According to Paula Ramírez, Bécquer abused her in 2006 in Colombia. “I told him (the minister) that he made me is classified as a sexual crime in the Colombian Penal Code but that in order to judge him he had to be extradited.”
Ramírez conveyed to Alonso that the justice system in Cuba has not given him “the guarantees” so that he can deliver his testimony and his evidence, “because there is only one mail that the acknowledgment of receipt does not respond to you.” The minister, the woman assures, told her that “Fernando Becquer’s case is in the courts of Cuba, that if it is verified that what we say is true, it will fall the full weight of the law on him and that we, his victims (or survivors) are going to be satisfied”.
“Well, he doesn’t have house arrest and he goes out very occasionally and every time he goes out, everything comes up”
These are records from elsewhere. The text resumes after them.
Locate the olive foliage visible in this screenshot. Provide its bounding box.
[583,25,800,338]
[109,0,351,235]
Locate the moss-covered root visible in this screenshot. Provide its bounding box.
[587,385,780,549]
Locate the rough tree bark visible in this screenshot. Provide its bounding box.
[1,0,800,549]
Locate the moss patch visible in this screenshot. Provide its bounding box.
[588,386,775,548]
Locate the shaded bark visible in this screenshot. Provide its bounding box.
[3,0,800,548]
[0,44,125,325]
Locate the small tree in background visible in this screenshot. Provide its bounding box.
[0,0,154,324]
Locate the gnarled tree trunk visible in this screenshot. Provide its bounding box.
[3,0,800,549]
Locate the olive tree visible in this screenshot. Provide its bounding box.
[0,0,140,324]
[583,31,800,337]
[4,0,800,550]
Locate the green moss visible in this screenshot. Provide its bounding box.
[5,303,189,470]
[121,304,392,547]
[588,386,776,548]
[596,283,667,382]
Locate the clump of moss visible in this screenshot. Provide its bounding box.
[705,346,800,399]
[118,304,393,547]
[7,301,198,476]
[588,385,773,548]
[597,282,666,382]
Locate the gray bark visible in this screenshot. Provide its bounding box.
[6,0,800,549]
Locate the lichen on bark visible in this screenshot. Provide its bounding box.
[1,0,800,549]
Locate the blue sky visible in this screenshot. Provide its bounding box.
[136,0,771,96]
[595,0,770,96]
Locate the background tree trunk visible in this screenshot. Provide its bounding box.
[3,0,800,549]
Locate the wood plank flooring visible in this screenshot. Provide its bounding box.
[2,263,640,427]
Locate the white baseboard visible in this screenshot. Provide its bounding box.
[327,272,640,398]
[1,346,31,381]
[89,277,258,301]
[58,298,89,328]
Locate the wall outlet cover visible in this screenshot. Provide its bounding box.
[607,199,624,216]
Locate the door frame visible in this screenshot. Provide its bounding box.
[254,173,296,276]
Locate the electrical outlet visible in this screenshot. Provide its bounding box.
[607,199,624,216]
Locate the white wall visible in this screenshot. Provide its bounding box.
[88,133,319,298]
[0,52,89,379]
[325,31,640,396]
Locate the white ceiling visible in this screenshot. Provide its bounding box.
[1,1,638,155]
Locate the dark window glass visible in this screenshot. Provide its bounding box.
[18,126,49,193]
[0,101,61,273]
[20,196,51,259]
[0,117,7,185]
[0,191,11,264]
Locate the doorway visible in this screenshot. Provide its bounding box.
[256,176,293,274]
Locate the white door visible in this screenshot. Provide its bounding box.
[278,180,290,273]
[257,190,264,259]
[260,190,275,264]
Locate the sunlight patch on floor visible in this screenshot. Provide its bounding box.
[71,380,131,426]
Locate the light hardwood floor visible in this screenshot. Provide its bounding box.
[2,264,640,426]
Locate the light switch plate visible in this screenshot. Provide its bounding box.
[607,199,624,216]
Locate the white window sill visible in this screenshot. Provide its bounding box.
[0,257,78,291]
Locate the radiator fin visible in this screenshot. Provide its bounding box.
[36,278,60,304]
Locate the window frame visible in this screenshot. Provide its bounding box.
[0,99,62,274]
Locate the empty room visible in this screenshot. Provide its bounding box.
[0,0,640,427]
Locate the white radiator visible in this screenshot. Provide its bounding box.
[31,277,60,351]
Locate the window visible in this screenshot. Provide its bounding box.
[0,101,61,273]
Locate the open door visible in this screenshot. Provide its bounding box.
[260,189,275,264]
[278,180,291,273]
She replied that the troubadour “continues to go on stage”, to which Alonso replied: “No. He knows he can’t do it.” At the insistence of Ramírez, who replied that Bécquer “goes out into the street and frequents public places,” the minister reiterated: “Well, he doesn’t have house arrest and he goes out very occasionally and every time he goes out, it all comes crashing down on him.” “.
Alonso recommended to Ramírez that the women also report the private messages that they claim to be receiving from Bécquer threatening them so that they desist from reporting him.
Last December, the independent magazine The sneeze public a report with testimonies of five young people who accused the musician, in a very detailed way, for different episodes of abuse between 10 and 20 years ago. The singer-songwriter then denied the accusations and described them as “slander”. “I don’t believe anything, I believe in the Revolution,” he assured at the end of a concert in Havana.
Months later, some thirty women joined these complaints with their testimonials.
In an unusual move, the official Federation of Cuban Women (FMC) and the National Center for Sex Education (Cenesex), said they supported these women from the beginning.
“For the FMC, nothing is alien to it, much less when it comes to defending women’s rights. Guiding and accompanying women in each process has been a priority for the women’s organization,” wrote the organizationwhich until then ignored these types of complaints and denied the existence of femicides in Cuba, while Cenesex attributed them to “campaigns against the Revolution.”